What did I say?
I bumped into my GP the other day.
We were both walking our dogs, and fell into step along the old railway line – as we quite often seem to do. He knows I work in medicine, and so he sometimes opens up about his thoughts in a way that he wouldn’t do with most of his patients. I suppose we’ve become friends over the years, though.
For some time he’s been worrying about the way his patient face-time is being cut. The practice now runs a strict 10-minute-max consultation rule, except by prior arrangement (you book a two-topic session, which gives you 20 minutes of his time – assuming he has 20 minutes to spare). That’s all very well, and it means that the partners get through their lists by the end of the session. But he was worried that much of what he tells his patients doesn’t have time to sink in.
One particular case came to mind. A middle-aged man with high blood pressure wasn’t doing as well as he should, so the GP doubled his dose of antihypertensives. Two weeks later there was a repeat prescription request in his in-tray; it turns out the patient had not only started on 200mg tablets instead of 100mg, he was also taking them twice a day instead of once. (The numbers might not be right, but you get the principle.)
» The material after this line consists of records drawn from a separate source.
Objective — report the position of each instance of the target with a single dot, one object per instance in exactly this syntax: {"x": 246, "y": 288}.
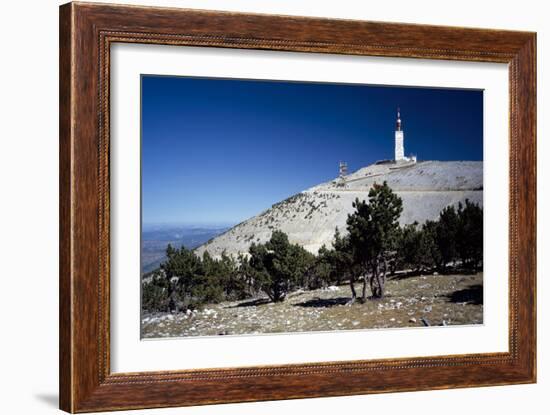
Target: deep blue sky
{"x": 218, "y": 151}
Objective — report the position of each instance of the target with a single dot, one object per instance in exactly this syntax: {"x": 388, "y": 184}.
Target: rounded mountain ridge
{"x": 310, "y": 218}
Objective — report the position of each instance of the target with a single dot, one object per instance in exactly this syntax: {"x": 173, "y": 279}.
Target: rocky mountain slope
{"x": 310, "y": 217}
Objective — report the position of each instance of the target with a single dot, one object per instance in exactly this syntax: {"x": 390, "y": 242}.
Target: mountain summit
{"x": 310, "y": 218}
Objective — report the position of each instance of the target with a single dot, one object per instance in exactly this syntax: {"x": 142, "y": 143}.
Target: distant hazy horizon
{"x": 217, "y": 151}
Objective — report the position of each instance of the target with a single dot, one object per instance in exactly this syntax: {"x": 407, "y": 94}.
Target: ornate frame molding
{"x": 86, "y": 33}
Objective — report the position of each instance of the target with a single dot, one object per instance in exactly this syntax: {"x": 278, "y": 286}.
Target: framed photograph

I think the way he’s chosen to deal with this problem is ingenious in its simplicity. He reserves the final minute of the consultation for what he calls “tell me what I told you”, and he gets the patient to rehearse his instructions back to him until he’s certain the patient has understood.
It seems to work, he says.
That is a very sensible tactic to adopt, and one that teachers in particular employ.
A very interesting article about a subject that I’ve recently encountered for myself.